The migrants trapped in the overcrowded Moria refugee camp that burned down earlier this month were waiting for a decision that really shouldn’t matter: Are they political “refugees” meriting protection? Or “economic migrants” who deserve to be sent back home to suffer in poverty after their perilous journey to Europe.

This artificial distinction — between the supposedly virtuous and the allegedly duplicitous — deserves to be done away with. Given that political and economic drivers for migration are nearly always intertwined, our attempt to cut a clean line between them is unnecessarily burdensome and ultimately futile.

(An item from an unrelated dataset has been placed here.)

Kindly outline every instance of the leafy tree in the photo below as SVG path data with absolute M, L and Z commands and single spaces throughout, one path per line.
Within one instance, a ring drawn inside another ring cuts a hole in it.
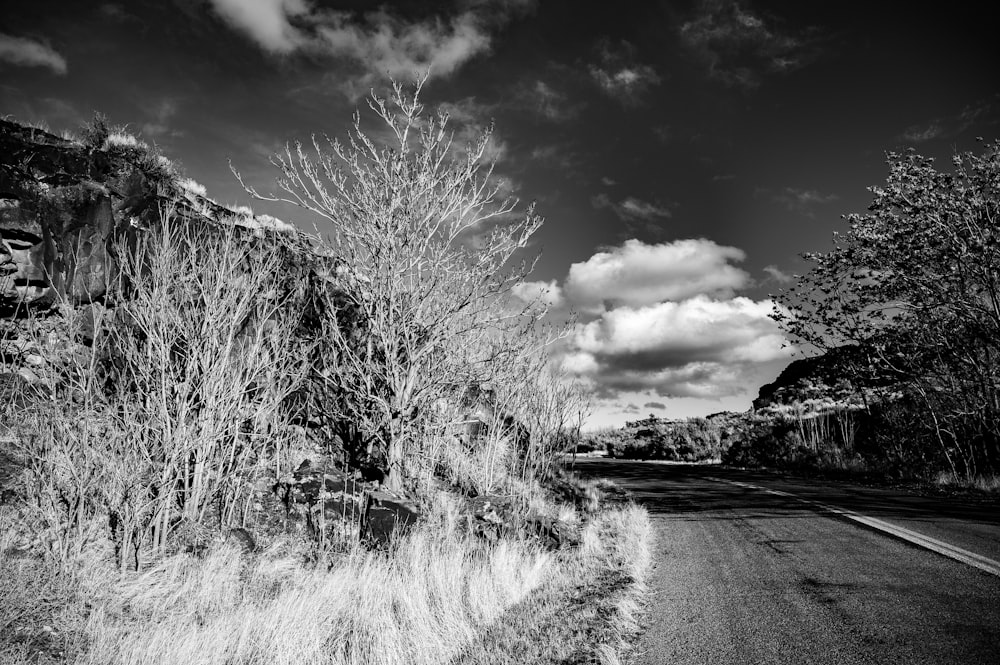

It’s also a practice that causes unnecessary suffering, as the events on the Greek island of Lesvos, where the camp was located, have demonstrated.

To be sure, governments have strong motives for trying to make this distinction — and ever stronger motives for letting other governments, such as the Greek government, try to make the distinction for them. They are legally required to host people who fled their countries because they face political persecution back home, but free to expel those who would only be subject to crushing poverty and hunger.

(There is also a third category for which a special status of admittance has been vividly debated in the last decade: People whose perceived reasons to migrate are related to climate change.)

It is impossible to pinpoint just one reason a person decides to leave their country. The necessary questions have multiple answers, not just one.

And yet, there are good reasons for taking a different approach.

To begin with, checking a person’s reasons to migrate is expensive and time-consuming. The inevitable backlog creates the kind of humanitarian disaster we’ve seen in Greece and elsewhere, with vulnerable people languishing in camps with little hope.

There’s a fundamental reason why the process is so arduous: Authorities are asking a question that makes little sense in the current global political context.

It is impossible to pinpoint just one reason a person decides to leave their country. The necessary questions — of why, and why now, and why somebody has chosen to come to this place in particular — have multiple answers, not just one.

People have mixed reasons to migrate. Poverty is created and perpetuated by dysfunctional political settings. Persecution is often foreshadowed by economic marginalization, and poverty leaves people substantially more vulnerable to political pressure.

Climate change complicates things further. It typically leads to poverty long before a region becomes outright uninhabitable. And the poorer a population, the less resilient it tends to be to the pressure created by a changing climate.

Even when it is possible to isolate a specific reason a person has fled their country, it’s impossible to classify that reason as political or economic.

Sometimes there may be a clear triggering event: a civil war, an economic collapse or an extreme weather event, for example. But are those events political, economic or ecological?

Many armed conflicts have ecological roots that contribute to their outbreak and their intensity. All armed conflicts have an economic ratio. Many extreme weather events do not lead to any displacement, but those that do usually displace politically and economically deprived communities.

There is a better way: Drop the distinction between “political” and “economic” and instead focus on the necessity to migrate in the first place.

As such, the question that migration officers ask when admitting migrants for humanitarian reasons should become: Is migration essential to improving this person’s life? The clearer the lack of alternatives to migration in a person’s life, the stronger their claim to special protection should be.

A girl stands amid the rubble of the Moria camp on Lesvos | Angelos Tzortzinis/AFP via Getty Images

Refugee lawyers tend to cringe at such a suggestion, because it challenges the special protection granted to refugees, a group of people defined by their persecution for specific political reasons. Yet this proposal would strengthen the protection of victims of persecution — because persecution is especially corrosive to alternatives to migration — while extending the umbrella of protection to other migrants of necessity.

Most importantly, it would save us from the pitfalls of making arbitrary moral distinctions between groups of migrants, which — beyond being impossible to identify — create the kind of moral disasters we witnessed on the island of Lesvos.